The 53 states in the Human Rights Commission were holding their final session before the 47 freshly elected members of a new Human Rights Council take over on June 19.
After two week-long suspensions, the annual meeting was due to gather for a few hours instead of the usual six weeks to allow heads of the UN's regional groups to formally hand over to the forthcoming body.
Set up in the aftermath of World War II in 1946, the Commission was widely regarded as discredited in recent years because governments with a record of abuse and superpower diplomacy stifled concrete action.
However, the United Nations human rights office defended the body's "proud history of achievements" on the eve of its last session, starting with the 1948 Universal Declaration on Human Rights.
It highlighted the body of international laws created by the Commission which also underpin action against genocide, racism and torture or that are meant to protect children.
"It may not seem so today, but the articulation in these documents that the fundamental rights of every individual are central to the foundation of freedom, justice and peace throughout the world was a moment of truly revolutionary importance," UN rights spokesman Jose Diaz said.
Until the 1970s, the Commission's statutes did not allow it to target governments directly with criticism.

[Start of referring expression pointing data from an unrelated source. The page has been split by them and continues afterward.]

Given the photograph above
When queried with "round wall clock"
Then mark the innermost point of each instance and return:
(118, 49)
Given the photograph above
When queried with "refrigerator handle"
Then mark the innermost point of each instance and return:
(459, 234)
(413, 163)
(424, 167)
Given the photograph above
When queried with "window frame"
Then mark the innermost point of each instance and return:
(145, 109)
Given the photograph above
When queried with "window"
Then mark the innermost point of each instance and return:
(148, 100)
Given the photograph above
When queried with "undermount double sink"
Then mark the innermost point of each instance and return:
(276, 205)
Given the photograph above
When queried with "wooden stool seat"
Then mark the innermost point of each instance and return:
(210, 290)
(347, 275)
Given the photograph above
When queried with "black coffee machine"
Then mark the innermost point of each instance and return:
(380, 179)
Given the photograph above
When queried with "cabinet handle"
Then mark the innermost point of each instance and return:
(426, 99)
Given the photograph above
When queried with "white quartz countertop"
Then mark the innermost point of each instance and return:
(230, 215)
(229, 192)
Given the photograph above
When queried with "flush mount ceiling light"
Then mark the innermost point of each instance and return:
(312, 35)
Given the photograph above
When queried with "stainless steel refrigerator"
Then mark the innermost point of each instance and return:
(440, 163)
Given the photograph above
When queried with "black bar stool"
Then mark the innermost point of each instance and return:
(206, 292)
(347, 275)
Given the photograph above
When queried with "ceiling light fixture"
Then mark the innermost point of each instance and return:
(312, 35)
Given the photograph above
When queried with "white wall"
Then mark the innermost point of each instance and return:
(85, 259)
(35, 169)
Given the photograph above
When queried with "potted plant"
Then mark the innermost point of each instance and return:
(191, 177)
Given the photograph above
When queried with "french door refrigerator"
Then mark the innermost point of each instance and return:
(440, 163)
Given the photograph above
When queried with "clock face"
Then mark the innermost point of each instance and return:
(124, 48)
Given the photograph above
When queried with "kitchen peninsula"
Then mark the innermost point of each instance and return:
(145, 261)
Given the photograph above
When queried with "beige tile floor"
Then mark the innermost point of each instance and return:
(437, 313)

But that barrier started to tumble when it set up the system of independent special reporters and experts, initially to keep tabs on abuse by the military dictatorship in Chile, then the apartheid regime in South Africa.
"They have given a voice to the often silenced victims of human rights abuses," Diaz said.
The assembly also provided a "unique" public forum for non-governmental organisations by allowing them to intervene in debates, the UN added.
The advocacy group Human Rights Watch said the new Council, which will retain the special reporters, should be a major improvement.
But it cautioned that its effectiveness would depend on the ingredient that was lacking in its predecessor, political will.
"Its ability to protect the weakest will now depend on the commitment of governments to curb rights violations," said HRW director Kenneth Roth.
"States like Nepal, Saudi Arabia, Sudan, or Zimbabwe, which are members of the old Commission, cannot be allowed on to the new Council."
The UN General Assembly is due to elect the new members on May 9 in New York.
Key changes for the Council include the election of its members by a majority of all 191 states in the United Nations.
Activists hope that requirement will block the appointment of states with paltry human rights records.
Currently members are elected by their UN regional groups with little or no subsequent oversight.
The Council will also meet at least three times a year instead of once a year, theoretically allowing swifter scrutiny of new crises.
The human rights records of all members, regardless of their size or political clout, will automatically be subject to review.
Human Rights Watch said that requirement alone was "an important step toward redressing the double standards that the commission was often accused of applying".